Warum behaupten Journalisten wie Serrao, Köppel (Weltwoche) und andere, die Meinungsfreiheit in unserem Land sei eingeschränkt wenn nicht sogar abgeschafft? Ok, mit unserer Debattenkultur ist es sicher nicht weit her. Sie sehe ich auch kritisch. Aber das sind zwei verschiedene Dinge!

Isolation als Lösung

Wir lassen uns nicht ausreden (offline), oder wir beschimpfen uns viel zu schnell (online). Verbale Entgleisungen sind normal geworden. Das werden viele im Freundeskreis, in der Familie bzw. im Internet so erleben. Es sei denn, man hält sich bei bestimmten Themen zurück. Also ganz so, wie Stefan Kretzschmar es spezielle für seine Sportlerkollegen beschreibt.

Ich glaube, vielen hängt der Zustand unserer aggressiv-kommunikativen Beziehungen am Hals heraus. Dennoch schaffen wir es nicht, daran etwas zu ändern. Vielleicht sind wir noch nicht so weit (#Neuland).

Aufschlussreich finde ich, wie mit Robert Habecks selbstgewählter Abstinenz von den sozialen Medien umgegangen wird. Ich habe viele Reaktionen gelesen, die seinen „Kurzschluss“ alles andere als wohlwollend kommentiert haben. Eine wird Habecks Handeln, das durch spezielle Erfahrungen (Datenleak plus zwei Shitstorms nach dummen Video-Statements) entstand, gerecht. Sie stammt vom deutschen Medienwissenschaftler Bernhard Pörksen.
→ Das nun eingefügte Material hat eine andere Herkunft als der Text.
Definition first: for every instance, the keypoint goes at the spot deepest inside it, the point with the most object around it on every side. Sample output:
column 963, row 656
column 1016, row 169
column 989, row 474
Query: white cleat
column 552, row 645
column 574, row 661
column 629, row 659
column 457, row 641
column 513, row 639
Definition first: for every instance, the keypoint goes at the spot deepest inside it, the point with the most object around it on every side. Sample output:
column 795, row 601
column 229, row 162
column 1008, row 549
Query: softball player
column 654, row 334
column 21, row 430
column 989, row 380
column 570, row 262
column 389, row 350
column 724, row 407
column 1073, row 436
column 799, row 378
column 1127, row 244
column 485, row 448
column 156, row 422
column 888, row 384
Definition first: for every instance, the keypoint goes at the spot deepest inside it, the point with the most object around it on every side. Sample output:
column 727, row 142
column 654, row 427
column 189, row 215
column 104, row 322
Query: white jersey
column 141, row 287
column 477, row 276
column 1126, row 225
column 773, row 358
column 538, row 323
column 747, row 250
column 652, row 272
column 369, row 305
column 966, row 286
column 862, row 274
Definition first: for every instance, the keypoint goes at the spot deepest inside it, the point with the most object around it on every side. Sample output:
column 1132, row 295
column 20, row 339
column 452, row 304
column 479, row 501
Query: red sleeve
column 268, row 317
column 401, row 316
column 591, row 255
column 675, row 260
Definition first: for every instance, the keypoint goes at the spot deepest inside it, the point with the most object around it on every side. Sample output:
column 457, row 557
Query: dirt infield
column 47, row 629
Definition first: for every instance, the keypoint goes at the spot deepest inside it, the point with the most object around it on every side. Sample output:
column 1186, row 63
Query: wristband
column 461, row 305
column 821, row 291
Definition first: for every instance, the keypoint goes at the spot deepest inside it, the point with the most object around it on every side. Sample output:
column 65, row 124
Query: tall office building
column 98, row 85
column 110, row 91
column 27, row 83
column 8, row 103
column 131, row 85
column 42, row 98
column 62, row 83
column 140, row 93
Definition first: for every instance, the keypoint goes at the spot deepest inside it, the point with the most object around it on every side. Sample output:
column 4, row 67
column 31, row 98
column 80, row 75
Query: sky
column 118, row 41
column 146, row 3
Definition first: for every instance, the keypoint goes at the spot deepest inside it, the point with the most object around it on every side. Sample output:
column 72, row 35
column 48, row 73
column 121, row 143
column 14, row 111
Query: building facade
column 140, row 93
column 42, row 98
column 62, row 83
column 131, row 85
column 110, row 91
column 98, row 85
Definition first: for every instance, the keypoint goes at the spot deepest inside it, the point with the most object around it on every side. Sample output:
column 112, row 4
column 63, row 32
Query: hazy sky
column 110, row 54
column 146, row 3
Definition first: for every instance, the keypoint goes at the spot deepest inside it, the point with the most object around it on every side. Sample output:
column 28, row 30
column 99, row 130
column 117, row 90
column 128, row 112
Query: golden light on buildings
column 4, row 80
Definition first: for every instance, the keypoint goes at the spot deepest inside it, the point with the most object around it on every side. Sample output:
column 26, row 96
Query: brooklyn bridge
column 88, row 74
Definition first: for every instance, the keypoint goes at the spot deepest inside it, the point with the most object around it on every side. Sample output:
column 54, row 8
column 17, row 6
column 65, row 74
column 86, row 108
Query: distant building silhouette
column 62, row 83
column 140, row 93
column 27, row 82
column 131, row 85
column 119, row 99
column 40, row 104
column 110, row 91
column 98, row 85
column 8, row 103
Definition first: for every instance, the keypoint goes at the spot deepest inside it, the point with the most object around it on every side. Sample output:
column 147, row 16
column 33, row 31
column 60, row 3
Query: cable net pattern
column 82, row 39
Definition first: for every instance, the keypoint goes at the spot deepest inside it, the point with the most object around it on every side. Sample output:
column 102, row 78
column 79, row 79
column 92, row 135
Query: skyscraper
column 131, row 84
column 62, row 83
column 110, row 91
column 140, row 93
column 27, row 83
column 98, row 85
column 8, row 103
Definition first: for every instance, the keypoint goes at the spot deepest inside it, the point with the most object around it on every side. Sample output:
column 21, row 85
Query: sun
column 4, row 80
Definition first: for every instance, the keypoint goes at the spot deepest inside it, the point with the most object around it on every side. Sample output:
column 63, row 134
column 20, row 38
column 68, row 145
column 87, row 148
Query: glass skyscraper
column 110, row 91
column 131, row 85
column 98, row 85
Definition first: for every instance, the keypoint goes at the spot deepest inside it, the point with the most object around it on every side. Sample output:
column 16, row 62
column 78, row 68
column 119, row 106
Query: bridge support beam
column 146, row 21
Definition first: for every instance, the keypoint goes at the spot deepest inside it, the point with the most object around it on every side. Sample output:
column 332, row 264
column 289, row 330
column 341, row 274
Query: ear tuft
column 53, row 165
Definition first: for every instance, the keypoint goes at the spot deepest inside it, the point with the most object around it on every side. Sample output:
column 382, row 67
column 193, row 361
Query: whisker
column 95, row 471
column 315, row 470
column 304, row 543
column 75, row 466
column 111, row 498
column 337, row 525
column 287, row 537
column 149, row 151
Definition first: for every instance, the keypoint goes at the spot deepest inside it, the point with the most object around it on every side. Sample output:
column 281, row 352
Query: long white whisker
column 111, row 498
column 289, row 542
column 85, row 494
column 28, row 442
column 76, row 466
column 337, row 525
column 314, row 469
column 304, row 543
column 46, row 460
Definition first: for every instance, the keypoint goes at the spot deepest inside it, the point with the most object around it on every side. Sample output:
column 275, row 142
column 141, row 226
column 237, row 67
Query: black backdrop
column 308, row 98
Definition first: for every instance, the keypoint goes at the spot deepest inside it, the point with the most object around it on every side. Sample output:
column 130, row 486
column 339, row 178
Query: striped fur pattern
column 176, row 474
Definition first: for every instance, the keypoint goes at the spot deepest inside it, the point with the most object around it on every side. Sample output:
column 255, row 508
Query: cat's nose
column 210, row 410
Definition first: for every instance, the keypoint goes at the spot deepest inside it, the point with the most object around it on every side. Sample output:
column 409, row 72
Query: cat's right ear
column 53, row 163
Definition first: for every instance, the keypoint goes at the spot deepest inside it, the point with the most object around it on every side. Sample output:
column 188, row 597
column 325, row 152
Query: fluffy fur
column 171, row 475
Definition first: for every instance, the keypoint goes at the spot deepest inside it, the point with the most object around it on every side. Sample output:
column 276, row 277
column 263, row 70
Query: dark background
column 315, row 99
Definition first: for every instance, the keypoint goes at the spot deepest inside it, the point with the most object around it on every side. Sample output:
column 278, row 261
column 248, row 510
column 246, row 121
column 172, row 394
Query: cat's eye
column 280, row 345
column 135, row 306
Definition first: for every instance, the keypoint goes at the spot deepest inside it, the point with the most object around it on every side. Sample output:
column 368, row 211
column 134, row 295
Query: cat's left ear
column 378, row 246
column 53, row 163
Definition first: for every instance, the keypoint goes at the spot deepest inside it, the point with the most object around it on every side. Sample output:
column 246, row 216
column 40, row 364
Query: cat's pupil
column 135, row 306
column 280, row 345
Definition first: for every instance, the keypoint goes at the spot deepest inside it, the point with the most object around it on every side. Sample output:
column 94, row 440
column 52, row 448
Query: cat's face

Gerade diejenigen, die als Internet-Aktivisten oder als besonders internet-affine gelten dürfen, verhalten sich mitunter wie beleidigte Leberwürste. Tenor: Wie kann dieser Habeck sich unterstehen, die Relevanz dieser Dienste überhaupt infrage zu stellen?

Natürlich hat Kretzschmar in vielem Recht. Die Art der Reaktionen auf Äußerungen, die konträr zu bestimmten Sichtweisen stehen, haben sich massiv verändert. Aber das gilt für rechte wie linke Positionen. Ich würde sogar sagen, dass es manchmal Glückssache ist, aus der einen oder anderen Äußerung heil (ohne Shitstorm) herausgekommen zu sein.

Meinungsfreiheit

Wenn ein Prominenter (Politiker, Sportler, Künstler) in der Öffentlichkeit radikale politische Positionen vertritt und dabei auch noch vorbesetzte (in der Öffentlichkeit wohlbekannte AfD-) Vokabeln verwendet, sollte er sich über den mitunter harschen Widerspruch nicht wundern. Mit der Einschränkung von Meinungsfreiheit hat das Echo auf solche Äußerungen, gar nichts zu tun. Es ist Widerspruch, zugegebenerweise manchmal sehr drastischen Widerspruch. Die Reaktionen können grob sein und verletzend. Auch sie sind in einer funktionierenden Demokratie Ausdruck der Meinungsfreiheit. Jedenfalls, solange dabei keine Gesetze verletzt werden. Ein Shitstorm ist für alle von ihm Betroffenen schlimm und schwer auszuhalten. Er ist in diesen Zeiten von Social Media längst integraler Bestandteil des öffentlichen Diskurses.

Mainstream

Kritisch wird es, wenn der Vorwurf erhoben werden kann, dass Menschen mit exponierten Meinungen durch eine normativ wirkende Medienmacht (MSM) ausgegrenzt oder die betreffenden zur persona non grata gemacht werden.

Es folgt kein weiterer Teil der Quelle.